Había angustia en su voz. Entre ellos nunca había sido ella la que había hecho preguntas. Giovanni sabía hablarle facilidad de cualquier cosa y a ella le bastaba con escucharle para comprender todo. Ahora advertía detrás de su silencio una inquietud que no conseguía entender, especialmente amenazadora porque era indescifrable.
Después de unos minutos Giovanni respondió.
–Pienso en el doctor… en cómo lo han matado.
–Es por el doctor ―pensó Giulia ―Es desde entonces cuando las cosas han cambiado.
–Ha sido terrible para todos, Giovanni, para todos.
Se le acercó hasta tocarlo. Lo acarició en un brazo y sintió que su tensión no había desaparecido.
–No es sólo esto ―pensó.
No se equivocaba con sus intuiciones. Buscó las palabras que pudiesen hacerlo sentir cómo sería más fácil ayudarle si ella hubiese comprendido sus pensamientos hasta el fondo. Luego, de repente, ya no hubo necesidad de esta explicación y advirtió también en ella el peso de la preocupación que lo atormentaba.
Fue ella la que habló primero.
–Los tiempos son difíciles… hay decisiones que se deben tomar que no nos competen sólo a nosotros…
Como un ovillo hasta este momento inextricable que después de un solo movimiento casi de repente se desenreda, de esta manera Giovanni sintió que podía comunicar su dolor.
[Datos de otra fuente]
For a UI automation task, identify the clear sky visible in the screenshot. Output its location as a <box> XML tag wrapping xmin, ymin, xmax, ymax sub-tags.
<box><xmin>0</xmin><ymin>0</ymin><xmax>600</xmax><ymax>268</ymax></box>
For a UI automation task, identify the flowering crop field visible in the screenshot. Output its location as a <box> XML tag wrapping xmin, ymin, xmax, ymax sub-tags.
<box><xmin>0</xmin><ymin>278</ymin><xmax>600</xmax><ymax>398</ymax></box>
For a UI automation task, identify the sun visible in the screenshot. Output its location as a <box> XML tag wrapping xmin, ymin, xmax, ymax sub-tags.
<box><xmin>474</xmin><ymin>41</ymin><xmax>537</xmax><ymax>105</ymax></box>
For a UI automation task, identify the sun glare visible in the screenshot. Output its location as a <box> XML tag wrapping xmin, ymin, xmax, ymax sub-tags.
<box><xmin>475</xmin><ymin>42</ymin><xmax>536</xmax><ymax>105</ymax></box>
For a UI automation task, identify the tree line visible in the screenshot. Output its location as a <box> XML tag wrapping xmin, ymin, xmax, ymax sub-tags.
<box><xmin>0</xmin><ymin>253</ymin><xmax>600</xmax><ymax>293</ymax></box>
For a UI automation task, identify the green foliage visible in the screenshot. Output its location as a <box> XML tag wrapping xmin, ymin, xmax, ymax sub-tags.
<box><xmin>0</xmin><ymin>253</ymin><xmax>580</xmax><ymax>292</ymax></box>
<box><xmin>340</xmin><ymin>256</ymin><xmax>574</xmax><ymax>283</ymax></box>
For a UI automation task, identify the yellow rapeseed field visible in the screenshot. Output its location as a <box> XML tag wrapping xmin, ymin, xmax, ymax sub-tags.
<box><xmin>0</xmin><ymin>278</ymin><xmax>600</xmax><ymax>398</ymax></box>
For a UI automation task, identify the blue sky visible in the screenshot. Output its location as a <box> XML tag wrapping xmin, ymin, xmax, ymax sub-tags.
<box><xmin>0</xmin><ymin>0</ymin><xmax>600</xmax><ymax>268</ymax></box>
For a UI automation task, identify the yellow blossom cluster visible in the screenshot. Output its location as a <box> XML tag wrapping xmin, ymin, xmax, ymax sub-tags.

–Giulia, es la primera vez en toda mi vida que no sé qué hacer. Tu hermano habla libremente de sus ideas y yo me he enterado de que los teléfono están siendo controlados. He visto lo que han hecho a Marinucci y tengo miedo por vosotros.
No había ya un motivo para esconderlo y ahora las palabras salían de manera apasionada. Giulia lo veía tantear, sin encontrar un apoyo, en busca de una solución que pudiese aliviar su angustia.
–Dentro de unos días es Navidad y Rudi regresa a casa ―dijo ―Hablaremos sobre esto con él, le pediremos que sea más prudente, que evite explicar sus opiniones por teléfono…
–Ya lo he pensado ―respondió Giovanni ―y es por esto que en los últimos tiempos he evitado hablarle.
–Esperemos todavía unos días, luego veremos cómo actuar. Rudi lo entenderá, verás como lo entenderá.
El ligero chirrido de la puerta los hizo volverse. Era María que, silenciosamente, había bajado las escaleras y había entrado en la cocina.
Faltaban pocos días para Navidad y en casa había la agitación de todos los anos, con los chicos que vagabundeaban por las habitaciones a la espera de la fiesta.
Esperaban sobre todo al tío Rudi que, desde Milano, llegaría con su carga de noticias y de regalos. Antonino y Clara advertían la extraña inquietud de los adultos y, cada uno a su manera, intentaba mantenerla alejada. Antonino entraba en la cocina a todas horas y, robando con descaro los dulces que la madre y la tía estaban preparando, bromeaba con ellas consiguiendo siempre hacerlas sonreír. Clara sentía el peso de una ansiedad que todos, por cariño hacia los otros, intentaban disimular y por su parte se esforzaba por estar mas disponible, luchando para no escapar arriba y encerrarse en la habitación dejando afuera al resto del mundo. Tampoco esto, lo sabía bien, habría bastado y el buscado aislamiento no habría hecho otra cosa que intensificar su desazón. Mejor esforzarse intentando participar en los pequeños hechos cotidianos que preparaban para la fiesta.